What an abortion provider would tell the Citizens Assembly

This story was shared with the [email protected] email address and posted here with permission. 

I have many stories tell, but I none of them are my own. I am responsible for providing care for the girls and women who take the flight from Ireland to the UK to end a pregnancy.

I am a qualified as a midwife and I work for an abortion provider.

I’m fortunate enough to have never been faced with the decision to end a pregnancy. But even if I did, by the good fortune of where I live, I have a choice.

I hold the hands of the frightened and stunned, the women who find themselves in a foreign city with foreign accents, filled with the yearning of wanting to be at home and safe.

I hug the Irish girls who have never had a passport before, never left their small rural town before and are all alone because they had nowhere to turn in their own country.

I have discharged the sophisticated business woman who flew to England in a day to end a pregnancy that was the result of a bad relationship.

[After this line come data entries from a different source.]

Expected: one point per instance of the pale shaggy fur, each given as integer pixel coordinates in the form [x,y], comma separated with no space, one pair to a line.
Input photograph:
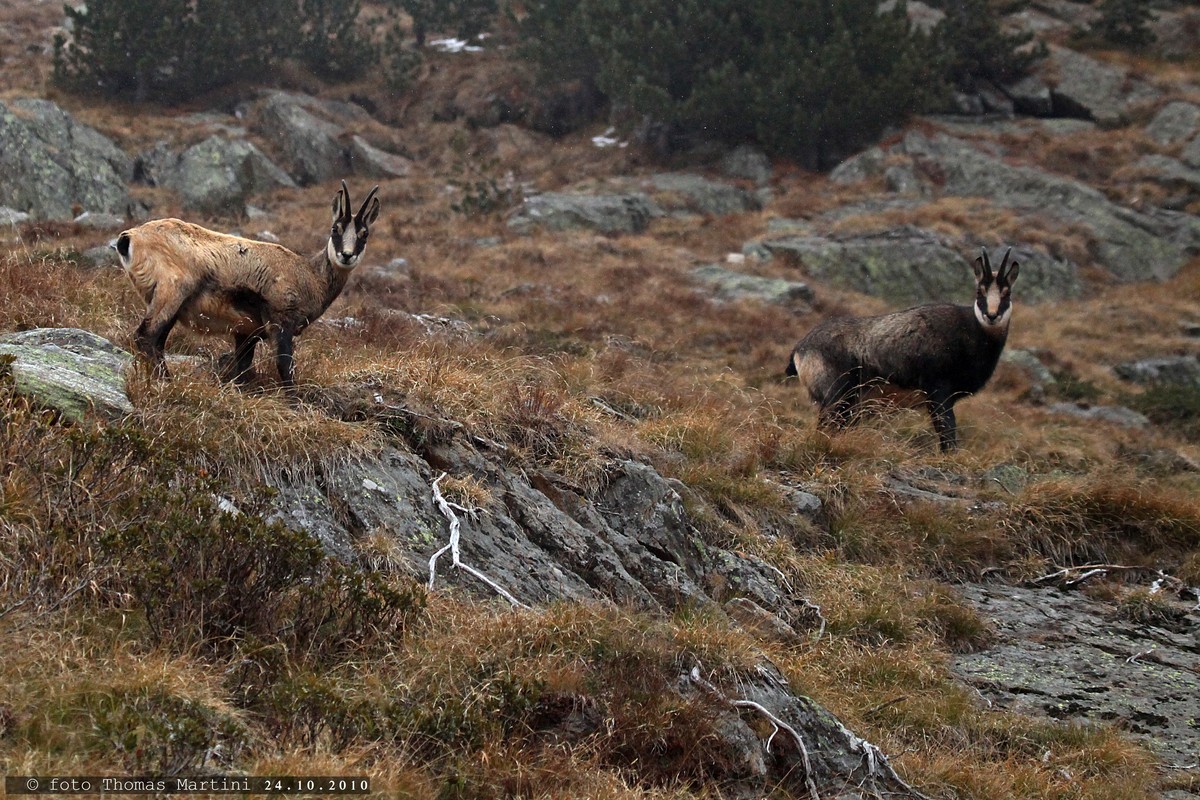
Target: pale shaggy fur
[216,283]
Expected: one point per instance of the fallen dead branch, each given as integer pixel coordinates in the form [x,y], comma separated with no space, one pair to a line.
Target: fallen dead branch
[448,511]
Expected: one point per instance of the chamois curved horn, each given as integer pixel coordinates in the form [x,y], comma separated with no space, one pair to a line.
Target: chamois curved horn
[251,289]
[363,210]
[1003,263]
[342,204]
[937,354]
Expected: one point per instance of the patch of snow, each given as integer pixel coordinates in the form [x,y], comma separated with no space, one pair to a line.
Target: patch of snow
[454,46]
[606,139]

I have watched these brave women walk away from my clinic, knowing they may have lied when they said they have a responsible adult to care for them when they leave, but having to accept their word because they have a flight to catch and can’t afford an overnight stay.

I have administered pills to women, knowing that within 20 minutes there may be an effect and she will start to bleed and cramp as the pregnancy passes.  Wondering will she have anyone to hold her hand? Or will she be curled up in an airport toilet with no privacy and dignity in this most vulnerable time in her life? Will other passengers stare? In sympathy or judgement? Will she be ok?

I have pleaded with these women to get some counselling and help when they get home when I know there is no help for them when they get there.

I come home from work every day and I think of them. My sisters. Your sisters. Did I do enough to make it easier? Did they know that I genuinely cared? I hope there is a modicum of comfort to be taken from that before they return to an Ireland that doesn’t want to know about it, wants them to keep their secrets as if it is a personal shame. It isn’t.

I don’t ask them why they are here. I do not ask them to prove their worthiness to end a pregnancy. Nor should you.

Abortion is not easy. So, for our sisters, our daughters, our cousins, our friends, repeal the 8th and show some humanity.